Клинические и патофизиологические последствия высвобождения медиаторов тучных клеток

Источник: Veitch S., Radia D. H. Mastocytosis demystified //Hematology. – 2023. – Т. 2023. – №. 1. – С. 396-406.

Клиническая картина

Кожные формы

Кожные проявления мастоцитоза могут быть как изолированными, так и частью системного заболевания. У детей КМ чаще всего проявляется в первые два года жизни, при этом в 70% случаев до шести месяцев. Врожденные формы встречаются реже, составляя 18-31% случаев [21]. Заболевание обычно имеет доброкачественный характер и склонно к спонтанному регрессу: полное исчезновение высыпаний отмечается у 67% пациентов, в 27% случаев процесс стабилизируется. Симптоматика может усиливаться при физических нагрузках, изменении температуры или травматизации кожи [1].

Пигментная крапивница – наиболее распространенная форма КМ. Высыпания представлены желтовато-коричневыми или коричневыми папулами, реже пятнами диаметром 1,0-2,5 см. У детей высыпания чаще всего появляются на туловище, избегая центральной части лица, волосистой части головы, ладоней и подошв. У взрослых элементы имеют меньший диаметр (до 0,5 см), сопровождаются гиперпигментацией, телеангиэктазиями и умеренным зудом. Почти в 100% случаев наблюдается положительный феномен Унны-Дарье – появление отечности и эритемы при механическом воздействии на очаг поражения [1].

Для ПК характерны стадии прогрессирования, стабилизации и регресса. У детей в прогрессирующей стадии часто присутствует экссудативный компонент, пузырные элементы могут появляться как на здоровой коже, так и на пятнах или папулах. Часто процесс стабилизируется в возрасте около 2-х лет. Регресс высыпаний нередко наблюдается к началу пубертата и сопровождается образованием стойких гиперпигментированных пятен, которые могут сливаться в диффузные очаги. Для взрослых пациентов характерно первичное возникновение таких гиперпигментированных пятен и папул, без предшествующих буллезных элементов [22].

Кожные мастоцитомы – одиночные или редкие (до трёх) плотные образования желто-коричневого или розового оттенка диаметром до 4 см. Чаще встречаются у детей до шести месяцев, преимущественно на конечностях. Заболевание сопровождается зудом и положительным симптомом Унны-Дарье, а также может спонтанно регрессировать [1].

Диффузный кожный мастоцитоз возникает вне зависимости от возраста. Очаги крупные, желтовато-коричневые, часто локализуются в складках (в паху, подмышечных впадинах) и покрывают обширные участки кожи. Поверхность утолщена, натянута, с трещинами и пузырями при травматизации. Эта форма наиболее склонна к переходу в системный процесс [23].

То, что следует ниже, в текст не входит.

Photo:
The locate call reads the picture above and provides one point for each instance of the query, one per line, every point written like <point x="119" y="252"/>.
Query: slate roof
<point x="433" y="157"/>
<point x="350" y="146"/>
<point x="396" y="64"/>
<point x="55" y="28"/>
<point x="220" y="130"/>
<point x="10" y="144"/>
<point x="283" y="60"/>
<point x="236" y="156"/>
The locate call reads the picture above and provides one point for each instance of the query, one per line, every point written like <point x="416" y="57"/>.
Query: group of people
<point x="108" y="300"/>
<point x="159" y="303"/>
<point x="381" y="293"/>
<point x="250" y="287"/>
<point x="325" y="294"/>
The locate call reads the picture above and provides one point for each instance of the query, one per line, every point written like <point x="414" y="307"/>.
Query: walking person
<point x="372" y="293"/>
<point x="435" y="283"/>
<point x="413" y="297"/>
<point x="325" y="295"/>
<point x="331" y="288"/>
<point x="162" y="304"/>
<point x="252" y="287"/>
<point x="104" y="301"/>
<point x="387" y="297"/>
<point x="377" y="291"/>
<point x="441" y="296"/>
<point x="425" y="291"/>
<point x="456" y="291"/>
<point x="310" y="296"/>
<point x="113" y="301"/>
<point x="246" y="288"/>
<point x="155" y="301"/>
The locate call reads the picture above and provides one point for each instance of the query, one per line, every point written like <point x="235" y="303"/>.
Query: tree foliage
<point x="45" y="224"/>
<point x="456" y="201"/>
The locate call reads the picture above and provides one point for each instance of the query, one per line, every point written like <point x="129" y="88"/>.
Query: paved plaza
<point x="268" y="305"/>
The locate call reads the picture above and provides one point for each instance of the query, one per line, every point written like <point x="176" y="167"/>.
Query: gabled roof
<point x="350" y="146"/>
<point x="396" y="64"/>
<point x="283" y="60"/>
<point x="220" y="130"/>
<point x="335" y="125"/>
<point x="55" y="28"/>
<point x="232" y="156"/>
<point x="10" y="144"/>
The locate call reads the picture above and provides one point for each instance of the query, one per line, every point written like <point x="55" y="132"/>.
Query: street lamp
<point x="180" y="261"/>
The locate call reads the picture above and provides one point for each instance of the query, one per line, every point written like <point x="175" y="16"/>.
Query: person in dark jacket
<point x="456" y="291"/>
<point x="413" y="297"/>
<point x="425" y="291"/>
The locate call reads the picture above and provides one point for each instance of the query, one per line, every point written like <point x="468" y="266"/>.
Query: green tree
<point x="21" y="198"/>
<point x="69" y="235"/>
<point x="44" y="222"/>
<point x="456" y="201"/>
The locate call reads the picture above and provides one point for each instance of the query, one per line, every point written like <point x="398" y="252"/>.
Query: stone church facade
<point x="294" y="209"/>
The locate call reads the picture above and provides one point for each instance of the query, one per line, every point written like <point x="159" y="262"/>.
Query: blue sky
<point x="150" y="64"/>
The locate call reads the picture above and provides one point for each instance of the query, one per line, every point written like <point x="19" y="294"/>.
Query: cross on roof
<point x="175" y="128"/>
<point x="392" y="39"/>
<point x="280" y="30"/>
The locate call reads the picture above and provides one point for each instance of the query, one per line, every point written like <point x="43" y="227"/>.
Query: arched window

К редким формам кожного мастоцитоза относятся:

  • Персистирующая эруптивная пятнистая телеангиэктазия – проявляется телеангиэктатическими пятнами с нечёткими границами, чаще встречается у взрослых.
  • Узловатый мастоцитоз – встречается преимущественно у младенцев. Подразделяется на ксантелазмоидную (плотные одиночные узелки коричневого оттенка, до 1,5 см), многоузловую (диссеминированные высыпания разного цвета, до 1 см) и узловато-сливную формы (слияние узлов в складках) [1].

Редкие формы сопровождаются слабо выраженным феноменом Унны-Дарье и склонны к образованию эрозий и корок после регресса.

Системный мастоцитоз

Системный мастоцитоз (СМ) у взрослых чаще проявляется в виде агрессивных (продвинутых) форм, таких как АСМ, СМ-АГЗ и ТКЛ. Кожа вовлекается в патологический процесс практически у 100% детей и у 85% взрослых с мастоцитозом, но отсутствие кожных высыпаний не исключает диагноз. Сложность представляет диагностика СМ без кожных поражений, особенно при ИСМ. Например, мастоцитоз костного мозга характеризуется изолированным поражением этого органа при нормальном или слегка повышенном уровне триптазы.

Клинические проявления СМ связаны с высвобождением медиаторов тучных клеток (ТК) и инфильтрацией тканей.

Системные проявления включают:

  • зуд,
  • покраснение,
  • тахикардию,
  • головную боль,
  • боль в животе,
  • диарею,
  • артериальную гипотензию,
  • анафилаксию,
  • депрессию,
  • остеопороз,
  • мышечно-скелетные боли.

Интенсивность симптомов варьирует от умеренной до угрожающей жизни и может быть спровоцирована трением, теплом, стрессом (в т.ч. медицинскими манипуляциями), приемом некоторых ЛС, инфекциями или укусами насекомых [24].

На качество жизни пациентов наиболее сильно влияют депрессия, усталость, зуд, аллергические реакции, боли в суставах, бронхоспазмы и другие симптомы. У 64-72% пациентов отмечаются психосоматические расстройства, а у 23% они крайне выражены [25].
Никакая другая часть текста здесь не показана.